Bu yazı gecikmiş bir yazı değildir. Bir eksikliği gidermek gibi bir iddiası ise hiç yoktur. Hakkında o kadar çok yazı çıktı ki “Ermeni Sorununu...

Bu yazı gecikmiş bir yazı değildir. Bir eksikliği gidermek gibi bir iddiası ise hiç yoktur. Hakkında o kadar çok yazı çıktı ki “Ermeni Sorununu Anlamak” kitabının, bu yazı sadece bir hatırlatma niteliğindedir.

Uluç Gürkan’ın 2011 tarihinde ilk baskısını yapan kitabının, Başbakan’ın “Ermeni taziyesi” içerikli açıklamasından sonra, üstelik soykırım iddialarının 100. yılına az bir zaman kalması nedeniyle hatırlatılması ihtiyacı doğmuştur.
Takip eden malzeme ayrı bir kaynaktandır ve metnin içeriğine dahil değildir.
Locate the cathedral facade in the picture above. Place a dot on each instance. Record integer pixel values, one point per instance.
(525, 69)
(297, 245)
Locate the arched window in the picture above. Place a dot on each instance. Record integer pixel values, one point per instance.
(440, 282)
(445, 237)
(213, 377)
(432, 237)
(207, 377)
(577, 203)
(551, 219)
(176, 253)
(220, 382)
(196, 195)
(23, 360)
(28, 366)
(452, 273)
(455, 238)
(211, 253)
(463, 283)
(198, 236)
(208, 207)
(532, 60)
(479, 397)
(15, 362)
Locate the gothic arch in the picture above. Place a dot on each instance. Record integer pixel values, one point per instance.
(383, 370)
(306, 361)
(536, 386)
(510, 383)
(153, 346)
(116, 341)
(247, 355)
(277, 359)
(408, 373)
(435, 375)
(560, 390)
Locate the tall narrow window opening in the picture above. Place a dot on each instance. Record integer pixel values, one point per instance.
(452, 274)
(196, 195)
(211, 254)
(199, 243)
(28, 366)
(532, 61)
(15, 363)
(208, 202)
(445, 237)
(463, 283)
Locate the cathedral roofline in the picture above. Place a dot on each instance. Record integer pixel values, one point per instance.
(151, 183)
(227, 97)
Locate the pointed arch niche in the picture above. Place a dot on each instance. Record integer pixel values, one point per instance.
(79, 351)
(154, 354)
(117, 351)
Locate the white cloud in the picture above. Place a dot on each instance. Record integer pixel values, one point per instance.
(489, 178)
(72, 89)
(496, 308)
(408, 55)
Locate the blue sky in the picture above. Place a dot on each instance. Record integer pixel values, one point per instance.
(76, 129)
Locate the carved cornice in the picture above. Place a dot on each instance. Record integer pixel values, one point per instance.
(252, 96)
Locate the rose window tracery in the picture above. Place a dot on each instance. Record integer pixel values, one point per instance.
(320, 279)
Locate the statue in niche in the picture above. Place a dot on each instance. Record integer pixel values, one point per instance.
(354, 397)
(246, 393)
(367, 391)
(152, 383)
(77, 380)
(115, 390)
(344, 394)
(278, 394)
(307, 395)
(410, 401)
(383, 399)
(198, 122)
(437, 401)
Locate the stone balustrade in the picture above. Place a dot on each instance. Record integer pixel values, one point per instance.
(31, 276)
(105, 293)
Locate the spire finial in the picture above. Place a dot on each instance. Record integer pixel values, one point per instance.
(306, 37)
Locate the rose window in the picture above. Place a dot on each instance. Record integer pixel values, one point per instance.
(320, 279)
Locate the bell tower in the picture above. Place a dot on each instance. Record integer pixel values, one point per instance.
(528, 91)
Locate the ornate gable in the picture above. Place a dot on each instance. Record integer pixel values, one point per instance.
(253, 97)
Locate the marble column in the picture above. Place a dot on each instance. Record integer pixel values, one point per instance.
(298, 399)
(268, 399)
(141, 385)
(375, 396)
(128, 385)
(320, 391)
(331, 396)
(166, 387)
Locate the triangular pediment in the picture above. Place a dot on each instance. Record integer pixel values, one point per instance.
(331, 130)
Burada kitabın tanıtımından ziyade, kitabın temel dayanağı olan tezler ele alınırsa Başbakan’ın taziyesi ve Ermeni Soykırımı iddialarına karşı, kitabın alt başlığı olan “önyargıları aşmak ve nefretten arınmak” çerçevesinde hareket edilebilir. Eser aslında nehir söyleşi biçiminde hazırlanmış. Söyleşiyi Serdar Palabıyık yapmış. Yalnız bu söyleşi belgelere dayanan bir nitelikte ve eser, Okay Bensoy tarafından hazırlamış. Peki, kitap ne diyor? Dediklerinin önemi nedir?
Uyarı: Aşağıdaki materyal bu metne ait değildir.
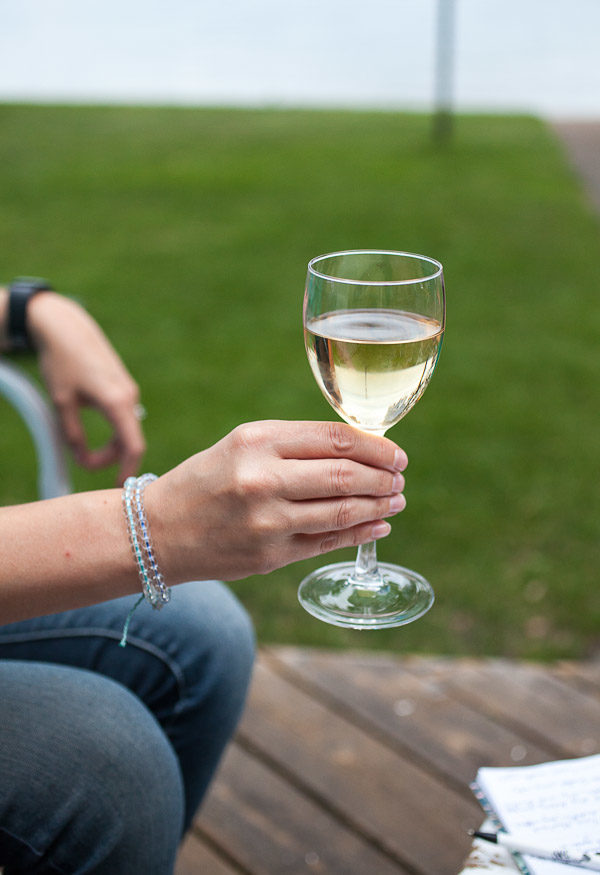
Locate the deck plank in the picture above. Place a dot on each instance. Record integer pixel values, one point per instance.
(381, 793)
(196, 858)
(527, 697)
(270, 828)
(411, 711)
(359, 764)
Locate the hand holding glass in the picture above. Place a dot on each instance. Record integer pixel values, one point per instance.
(373, 328)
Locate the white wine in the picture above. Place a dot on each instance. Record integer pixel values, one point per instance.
(372, 365)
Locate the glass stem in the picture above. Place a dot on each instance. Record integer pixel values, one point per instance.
(365, 569)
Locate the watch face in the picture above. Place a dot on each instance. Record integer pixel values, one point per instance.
(20, 291)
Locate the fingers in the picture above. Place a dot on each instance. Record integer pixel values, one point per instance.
(322, 440)
(331, 478)
(315, 545)
(126, 447)
(335, 515)
(73, 431)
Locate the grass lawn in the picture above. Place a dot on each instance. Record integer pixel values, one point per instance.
(186, 233)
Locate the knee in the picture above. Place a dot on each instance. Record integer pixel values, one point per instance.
(220, 639)
(129, 806)
(107, 794)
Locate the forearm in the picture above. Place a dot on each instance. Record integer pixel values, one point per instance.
(64, 553)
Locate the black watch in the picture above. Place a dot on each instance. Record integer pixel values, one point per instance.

2015 YILININ ÖNEMİ FARK EDİLİYOR MU?

2015 yılı, Ermeni Soykırımı iddiaları konusunda bir dönüm noktası. Çünkü; özellikle Ermeni Lobisi, “Soykırımın 100. Yılına” özel hazırlıklar yapmakta. Gelecek sene bu aylarda, Türkiye siyaseten ciddi bir uluslararası kıskacın içerisinde bulunacaktır. Bu konuda ülkemizin sistemli çalışma yaptığına dair kamuoyunda bir algı olmadığı açık. Daha doğrusu yapılan çalışma varsa da kamuoyu ile paylaşılmamaktadır. İlginçtir, Uluç Gürkan devletin bu konudaki yetersizliğini bizzat yaşaması üzerine Ermeni sorunu üzerine çalışma yapmaya başlamıştır.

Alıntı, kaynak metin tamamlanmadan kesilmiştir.